I was thinking of using it as a web server for my side projects. And if a project gets some traction I’ll move it to DigitalOcean or Heroku first thing.
Does that kind of setup make sense at all? What should I know before I begin?
Once you get past the lamers-following-scripts "customer service" reps, it's surprisingly easy to get a static IP, even a static IPv6 address, from major ISPs. I haven't done this with Comcast, but Centurylink was easy. You may have to buy "business class" service. Comcast will want you to run their router so they can have yet another "Xfinity" wireless access point leeching off your bandwith to them.
You have to pay extra for DNS, which always seems odd to me, like it's a scam for domain name registrars to make extra money.
Your machine will be probed mercilessly. Nearly 100% of SMTP traffic is spam. Way more than half of HTTP traffic is bots. Put ssh on something other than port 22, put a honey pot or tar pit (endlessh is good) on port 22. Occasionally you'll get DDoSed for no reason you can figure out.
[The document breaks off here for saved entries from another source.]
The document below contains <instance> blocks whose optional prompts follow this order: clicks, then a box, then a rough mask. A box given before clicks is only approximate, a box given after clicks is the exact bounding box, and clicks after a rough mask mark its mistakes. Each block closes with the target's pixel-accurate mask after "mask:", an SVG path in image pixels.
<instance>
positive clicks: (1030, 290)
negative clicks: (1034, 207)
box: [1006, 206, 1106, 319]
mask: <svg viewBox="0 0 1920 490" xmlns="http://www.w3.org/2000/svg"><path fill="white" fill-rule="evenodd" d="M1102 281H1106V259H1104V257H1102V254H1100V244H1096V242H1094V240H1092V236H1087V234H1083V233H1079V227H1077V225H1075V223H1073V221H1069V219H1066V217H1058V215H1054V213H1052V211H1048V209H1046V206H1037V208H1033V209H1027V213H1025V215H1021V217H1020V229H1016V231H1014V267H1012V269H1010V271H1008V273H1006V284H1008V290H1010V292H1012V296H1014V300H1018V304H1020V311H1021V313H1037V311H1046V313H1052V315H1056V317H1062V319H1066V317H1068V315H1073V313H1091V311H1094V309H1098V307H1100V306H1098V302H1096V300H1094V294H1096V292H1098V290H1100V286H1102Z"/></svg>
If you ignore the issue of speed, and reliability, it should work just fine. But honestly it is probably better to host elsewhere. A single cheap VM could host 20+ websites/projects so incrementally adding another is essentially free.
Having offsite backups, monitoring, etc. Would be a lot easier to achieve with a commercial provider.
I use duckdns to deal with my broadband providers DHCP.
I use the same type of containers in test as live and just git push between them. Live is a cloud server with a bare git repo which checks out files to a public folder on receive.
Although my box is 10yrs old it has an hp remote control feature. Saves me getting out the loft ladder :-)
having a httpd covering file shares is so useful for so many reasons like this that i would always recommend it.